Tally tragó saliva y tomó otro sorbo de Bloody Mary, lo que le sirvió al menos para que la habitación dejara de dar vueltas. Los bollos de chocolate comenzaban a oler bien. Luego pasaría al salteado de patatas con cebolla. Y después a la tortilla; puede que incluso probara el caviar. El desayuno era la comida del día con la que Tally intentaba, más que con ninguna otra, recuperar el tiempo que había perdido durante su estancia en plena naturaleza. Darse un buen atracón para desayunar le hacía sentir que lo tenía todo controlado, como si un aluvión de sabores propios de la ciudad pudiera borrar el recuerdo de meses de guisos y EspagBol.

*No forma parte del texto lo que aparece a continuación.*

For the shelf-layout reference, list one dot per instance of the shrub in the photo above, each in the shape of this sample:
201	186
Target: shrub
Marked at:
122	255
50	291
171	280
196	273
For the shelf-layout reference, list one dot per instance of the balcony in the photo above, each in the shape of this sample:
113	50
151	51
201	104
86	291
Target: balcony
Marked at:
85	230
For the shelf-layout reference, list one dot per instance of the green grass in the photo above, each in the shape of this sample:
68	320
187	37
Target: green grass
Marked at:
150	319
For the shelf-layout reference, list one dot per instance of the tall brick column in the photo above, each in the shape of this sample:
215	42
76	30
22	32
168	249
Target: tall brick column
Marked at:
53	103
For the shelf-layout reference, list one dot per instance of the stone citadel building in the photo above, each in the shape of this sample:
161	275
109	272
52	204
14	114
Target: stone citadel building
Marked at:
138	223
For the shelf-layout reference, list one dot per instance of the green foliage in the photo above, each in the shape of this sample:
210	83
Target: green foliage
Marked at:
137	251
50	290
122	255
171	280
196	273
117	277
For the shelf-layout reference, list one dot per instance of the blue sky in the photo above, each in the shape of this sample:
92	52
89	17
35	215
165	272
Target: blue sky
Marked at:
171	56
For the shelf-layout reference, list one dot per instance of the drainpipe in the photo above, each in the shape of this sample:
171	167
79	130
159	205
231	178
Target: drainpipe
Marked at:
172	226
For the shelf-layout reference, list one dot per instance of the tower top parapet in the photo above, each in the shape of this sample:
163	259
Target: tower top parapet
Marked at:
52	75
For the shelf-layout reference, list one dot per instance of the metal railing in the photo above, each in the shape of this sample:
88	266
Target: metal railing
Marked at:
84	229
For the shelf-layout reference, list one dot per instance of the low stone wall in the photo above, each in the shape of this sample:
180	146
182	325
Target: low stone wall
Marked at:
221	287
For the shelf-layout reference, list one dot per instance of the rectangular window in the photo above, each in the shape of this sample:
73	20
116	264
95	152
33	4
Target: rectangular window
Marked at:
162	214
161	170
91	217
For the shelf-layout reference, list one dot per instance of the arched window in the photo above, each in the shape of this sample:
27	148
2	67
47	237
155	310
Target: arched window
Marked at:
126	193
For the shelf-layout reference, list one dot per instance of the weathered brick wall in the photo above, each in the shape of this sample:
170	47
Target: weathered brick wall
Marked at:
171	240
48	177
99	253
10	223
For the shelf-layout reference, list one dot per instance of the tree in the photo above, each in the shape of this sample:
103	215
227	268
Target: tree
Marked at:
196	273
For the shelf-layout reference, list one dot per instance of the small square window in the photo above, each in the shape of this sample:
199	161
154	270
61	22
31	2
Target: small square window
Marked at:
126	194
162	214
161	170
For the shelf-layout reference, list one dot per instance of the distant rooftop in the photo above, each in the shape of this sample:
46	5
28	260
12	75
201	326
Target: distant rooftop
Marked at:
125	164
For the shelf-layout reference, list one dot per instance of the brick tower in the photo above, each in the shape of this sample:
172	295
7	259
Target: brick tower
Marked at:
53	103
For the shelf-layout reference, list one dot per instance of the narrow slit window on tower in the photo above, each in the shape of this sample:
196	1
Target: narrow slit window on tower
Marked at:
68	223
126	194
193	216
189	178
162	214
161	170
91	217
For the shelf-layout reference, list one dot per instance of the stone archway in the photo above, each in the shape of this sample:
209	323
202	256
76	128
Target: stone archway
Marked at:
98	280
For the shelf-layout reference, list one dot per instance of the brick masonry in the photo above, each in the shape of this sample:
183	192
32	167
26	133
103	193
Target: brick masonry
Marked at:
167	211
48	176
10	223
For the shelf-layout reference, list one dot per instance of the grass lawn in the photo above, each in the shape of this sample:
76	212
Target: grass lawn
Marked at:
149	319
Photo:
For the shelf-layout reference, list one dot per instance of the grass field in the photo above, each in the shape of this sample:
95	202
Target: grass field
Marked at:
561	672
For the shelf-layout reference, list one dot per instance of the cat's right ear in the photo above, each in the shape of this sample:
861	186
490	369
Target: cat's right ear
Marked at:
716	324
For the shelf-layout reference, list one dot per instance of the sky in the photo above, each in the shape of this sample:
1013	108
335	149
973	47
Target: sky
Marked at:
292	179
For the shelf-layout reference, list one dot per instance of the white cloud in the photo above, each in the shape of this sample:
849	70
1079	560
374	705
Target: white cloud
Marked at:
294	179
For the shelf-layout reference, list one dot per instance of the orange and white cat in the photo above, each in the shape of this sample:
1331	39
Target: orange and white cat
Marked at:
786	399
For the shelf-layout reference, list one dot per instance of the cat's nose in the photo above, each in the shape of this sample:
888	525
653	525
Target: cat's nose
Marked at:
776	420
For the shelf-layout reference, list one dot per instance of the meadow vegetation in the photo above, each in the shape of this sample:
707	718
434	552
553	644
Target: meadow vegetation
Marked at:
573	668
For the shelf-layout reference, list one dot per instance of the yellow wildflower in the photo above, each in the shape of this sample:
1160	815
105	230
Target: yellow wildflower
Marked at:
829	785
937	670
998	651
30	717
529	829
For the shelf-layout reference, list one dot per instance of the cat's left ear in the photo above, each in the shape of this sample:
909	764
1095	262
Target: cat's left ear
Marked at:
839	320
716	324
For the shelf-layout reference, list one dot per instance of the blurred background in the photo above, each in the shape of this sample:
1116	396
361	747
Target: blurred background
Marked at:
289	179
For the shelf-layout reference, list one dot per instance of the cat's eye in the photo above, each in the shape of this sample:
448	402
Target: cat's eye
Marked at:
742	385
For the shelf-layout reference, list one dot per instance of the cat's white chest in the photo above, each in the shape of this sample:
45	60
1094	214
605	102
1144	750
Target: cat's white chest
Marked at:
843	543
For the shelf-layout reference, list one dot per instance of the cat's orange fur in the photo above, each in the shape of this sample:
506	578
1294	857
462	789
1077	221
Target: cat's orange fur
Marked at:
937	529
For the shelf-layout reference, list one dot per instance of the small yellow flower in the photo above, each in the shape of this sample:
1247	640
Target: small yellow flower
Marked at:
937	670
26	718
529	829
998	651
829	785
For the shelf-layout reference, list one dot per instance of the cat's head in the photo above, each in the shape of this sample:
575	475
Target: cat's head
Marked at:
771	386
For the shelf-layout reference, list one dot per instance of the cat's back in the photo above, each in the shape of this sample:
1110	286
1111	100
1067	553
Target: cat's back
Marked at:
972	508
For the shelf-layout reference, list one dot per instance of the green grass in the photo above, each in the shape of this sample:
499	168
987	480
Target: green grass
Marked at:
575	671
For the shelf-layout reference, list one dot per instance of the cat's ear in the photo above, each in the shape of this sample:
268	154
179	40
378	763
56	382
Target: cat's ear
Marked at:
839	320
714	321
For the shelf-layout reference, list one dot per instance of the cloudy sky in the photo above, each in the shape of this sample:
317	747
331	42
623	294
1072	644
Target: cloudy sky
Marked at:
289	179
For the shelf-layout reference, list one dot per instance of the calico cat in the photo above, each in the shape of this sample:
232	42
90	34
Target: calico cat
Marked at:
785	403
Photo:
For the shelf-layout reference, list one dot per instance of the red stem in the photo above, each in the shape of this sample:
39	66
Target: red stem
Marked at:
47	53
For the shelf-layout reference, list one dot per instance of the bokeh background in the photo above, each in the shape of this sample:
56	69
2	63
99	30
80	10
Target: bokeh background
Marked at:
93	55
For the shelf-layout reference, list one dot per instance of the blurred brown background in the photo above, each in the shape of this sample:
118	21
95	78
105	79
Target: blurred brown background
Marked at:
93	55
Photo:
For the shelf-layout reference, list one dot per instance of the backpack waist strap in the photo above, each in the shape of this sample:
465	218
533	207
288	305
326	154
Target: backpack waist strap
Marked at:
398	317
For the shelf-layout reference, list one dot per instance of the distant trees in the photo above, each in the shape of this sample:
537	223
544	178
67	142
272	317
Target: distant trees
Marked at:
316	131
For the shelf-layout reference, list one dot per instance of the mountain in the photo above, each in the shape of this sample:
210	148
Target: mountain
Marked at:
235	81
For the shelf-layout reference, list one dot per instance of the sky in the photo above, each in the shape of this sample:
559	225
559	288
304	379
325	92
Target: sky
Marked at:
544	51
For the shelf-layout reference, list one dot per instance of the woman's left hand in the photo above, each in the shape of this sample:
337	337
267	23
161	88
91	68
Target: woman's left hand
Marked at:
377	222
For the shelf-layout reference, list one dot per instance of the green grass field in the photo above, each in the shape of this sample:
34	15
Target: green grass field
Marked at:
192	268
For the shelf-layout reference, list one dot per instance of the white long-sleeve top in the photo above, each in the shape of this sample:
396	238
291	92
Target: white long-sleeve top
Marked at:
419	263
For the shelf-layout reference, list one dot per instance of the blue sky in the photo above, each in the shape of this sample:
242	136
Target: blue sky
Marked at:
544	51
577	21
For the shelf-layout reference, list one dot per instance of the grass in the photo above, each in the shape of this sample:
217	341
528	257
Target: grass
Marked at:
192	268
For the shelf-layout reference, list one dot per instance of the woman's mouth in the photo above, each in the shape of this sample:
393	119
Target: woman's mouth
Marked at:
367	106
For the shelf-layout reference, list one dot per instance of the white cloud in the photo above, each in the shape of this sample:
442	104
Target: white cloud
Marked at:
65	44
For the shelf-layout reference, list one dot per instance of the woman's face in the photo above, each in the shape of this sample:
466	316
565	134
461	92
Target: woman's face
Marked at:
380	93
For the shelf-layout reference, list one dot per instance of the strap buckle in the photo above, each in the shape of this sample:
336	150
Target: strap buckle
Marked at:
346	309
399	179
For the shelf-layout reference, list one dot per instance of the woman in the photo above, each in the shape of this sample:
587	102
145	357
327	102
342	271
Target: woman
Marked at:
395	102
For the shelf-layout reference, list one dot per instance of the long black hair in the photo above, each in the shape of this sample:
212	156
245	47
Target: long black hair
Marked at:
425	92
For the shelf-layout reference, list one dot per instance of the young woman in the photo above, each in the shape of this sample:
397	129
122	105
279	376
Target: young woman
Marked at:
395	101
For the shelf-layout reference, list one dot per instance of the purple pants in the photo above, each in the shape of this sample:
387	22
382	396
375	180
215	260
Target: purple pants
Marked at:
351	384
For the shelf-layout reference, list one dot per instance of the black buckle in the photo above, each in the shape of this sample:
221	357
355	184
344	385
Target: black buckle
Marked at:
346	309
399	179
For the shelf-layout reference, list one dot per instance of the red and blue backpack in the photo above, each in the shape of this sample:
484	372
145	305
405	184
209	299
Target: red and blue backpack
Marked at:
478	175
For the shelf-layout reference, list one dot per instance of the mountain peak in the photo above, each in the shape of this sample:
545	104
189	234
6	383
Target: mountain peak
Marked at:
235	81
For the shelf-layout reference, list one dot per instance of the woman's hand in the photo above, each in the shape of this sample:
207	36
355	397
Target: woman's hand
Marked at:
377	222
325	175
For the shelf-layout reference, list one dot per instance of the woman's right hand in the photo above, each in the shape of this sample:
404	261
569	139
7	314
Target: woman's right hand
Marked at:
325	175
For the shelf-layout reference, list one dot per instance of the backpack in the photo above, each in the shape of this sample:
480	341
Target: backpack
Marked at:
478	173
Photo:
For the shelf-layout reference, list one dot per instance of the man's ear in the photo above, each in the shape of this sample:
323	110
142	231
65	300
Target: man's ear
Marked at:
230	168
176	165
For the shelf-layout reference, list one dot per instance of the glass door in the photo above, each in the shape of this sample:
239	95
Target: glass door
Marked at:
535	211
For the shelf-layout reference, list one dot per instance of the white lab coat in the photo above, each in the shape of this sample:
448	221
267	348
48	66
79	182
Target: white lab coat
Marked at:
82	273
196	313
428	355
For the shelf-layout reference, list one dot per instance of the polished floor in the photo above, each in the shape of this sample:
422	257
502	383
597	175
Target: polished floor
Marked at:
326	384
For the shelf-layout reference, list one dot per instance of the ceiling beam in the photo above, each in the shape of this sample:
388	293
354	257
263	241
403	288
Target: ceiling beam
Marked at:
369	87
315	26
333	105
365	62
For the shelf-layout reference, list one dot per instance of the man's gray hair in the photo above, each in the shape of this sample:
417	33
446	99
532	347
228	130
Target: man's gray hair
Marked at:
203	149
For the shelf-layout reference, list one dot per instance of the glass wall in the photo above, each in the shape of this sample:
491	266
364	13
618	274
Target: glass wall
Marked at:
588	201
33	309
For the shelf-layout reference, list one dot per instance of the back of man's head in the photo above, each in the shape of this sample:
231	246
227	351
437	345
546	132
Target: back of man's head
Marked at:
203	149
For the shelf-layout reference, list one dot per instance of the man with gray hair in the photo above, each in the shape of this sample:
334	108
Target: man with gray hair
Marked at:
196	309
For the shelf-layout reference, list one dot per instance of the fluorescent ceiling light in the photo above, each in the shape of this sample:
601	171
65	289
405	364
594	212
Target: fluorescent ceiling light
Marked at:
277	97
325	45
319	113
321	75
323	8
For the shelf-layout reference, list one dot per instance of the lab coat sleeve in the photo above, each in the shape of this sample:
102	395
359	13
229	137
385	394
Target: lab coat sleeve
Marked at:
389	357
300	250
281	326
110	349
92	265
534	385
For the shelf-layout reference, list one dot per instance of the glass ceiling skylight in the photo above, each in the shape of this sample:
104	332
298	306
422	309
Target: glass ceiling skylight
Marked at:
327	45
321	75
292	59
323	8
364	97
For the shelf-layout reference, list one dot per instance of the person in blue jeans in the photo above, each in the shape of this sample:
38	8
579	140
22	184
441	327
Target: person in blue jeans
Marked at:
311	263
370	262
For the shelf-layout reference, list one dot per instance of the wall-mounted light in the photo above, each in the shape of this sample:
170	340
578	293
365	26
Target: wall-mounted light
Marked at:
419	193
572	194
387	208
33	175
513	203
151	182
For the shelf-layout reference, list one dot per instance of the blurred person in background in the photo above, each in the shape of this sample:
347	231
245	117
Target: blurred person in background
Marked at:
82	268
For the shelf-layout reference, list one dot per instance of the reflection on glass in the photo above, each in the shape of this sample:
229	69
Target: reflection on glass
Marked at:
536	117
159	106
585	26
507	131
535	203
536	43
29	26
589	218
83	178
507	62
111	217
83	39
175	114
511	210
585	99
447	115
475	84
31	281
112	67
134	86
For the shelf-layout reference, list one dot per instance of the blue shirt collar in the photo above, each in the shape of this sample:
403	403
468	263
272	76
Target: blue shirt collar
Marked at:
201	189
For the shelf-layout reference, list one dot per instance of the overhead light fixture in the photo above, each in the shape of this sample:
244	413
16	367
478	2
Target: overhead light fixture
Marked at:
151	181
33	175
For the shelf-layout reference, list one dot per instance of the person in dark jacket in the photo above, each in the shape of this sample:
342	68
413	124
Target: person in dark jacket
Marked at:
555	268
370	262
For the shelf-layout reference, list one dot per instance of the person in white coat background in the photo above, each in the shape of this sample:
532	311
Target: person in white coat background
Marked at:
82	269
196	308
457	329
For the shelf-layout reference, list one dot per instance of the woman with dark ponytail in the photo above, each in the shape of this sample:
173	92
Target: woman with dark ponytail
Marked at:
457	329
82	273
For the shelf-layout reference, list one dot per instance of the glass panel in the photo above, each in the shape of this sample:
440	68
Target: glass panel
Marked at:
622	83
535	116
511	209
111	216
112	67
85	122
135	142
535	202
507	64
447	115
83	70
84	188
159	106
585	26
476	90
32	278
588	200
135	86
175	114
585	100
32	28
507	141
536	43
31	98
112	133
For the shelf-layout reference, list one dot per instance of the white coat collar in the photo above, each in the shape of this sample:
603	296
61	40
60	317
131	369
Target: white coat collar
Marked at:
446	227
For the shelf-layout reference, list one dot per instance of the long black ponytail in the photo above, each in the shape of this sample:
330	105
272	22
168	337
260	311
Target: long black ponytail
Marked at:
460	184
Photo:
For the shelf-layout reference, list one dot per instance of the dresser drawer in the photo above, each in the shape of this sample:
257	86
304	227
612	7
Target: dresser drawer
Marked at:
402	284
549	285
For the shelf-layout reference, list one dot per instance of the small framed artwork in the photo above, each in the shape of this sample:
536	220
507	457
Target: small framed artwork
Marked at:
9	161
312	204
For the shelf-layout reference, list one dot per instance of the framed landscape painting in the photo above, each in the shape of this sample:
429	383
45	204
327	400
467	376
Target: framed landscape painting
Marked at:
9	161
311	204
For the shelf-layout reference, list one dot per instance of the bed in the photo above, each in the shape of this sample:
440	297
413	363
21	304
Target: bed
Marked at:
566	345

La música era nueva e hizo que se le acelerara el corazón. —Gracias, Shay-la. Me has salvado la vida.
—De nada, Tally-wa.
—Bueno, ¿y dónde estuviste anoche?

Shay se limitó a sonreír, como si hubiera hecho algo malo.

—¿Qué? ¿Chico nuevo?

Shay negó con la cabeza con una caída de párpados.
—¿No te habrás operado otra vez? —le preguntó Tally, ante lo cual Shay soltó una risita—. Lo has hecho. Se supone que no debes pasar por el quirófano más de una vez por semana. Pero ¿qué podía faltarte?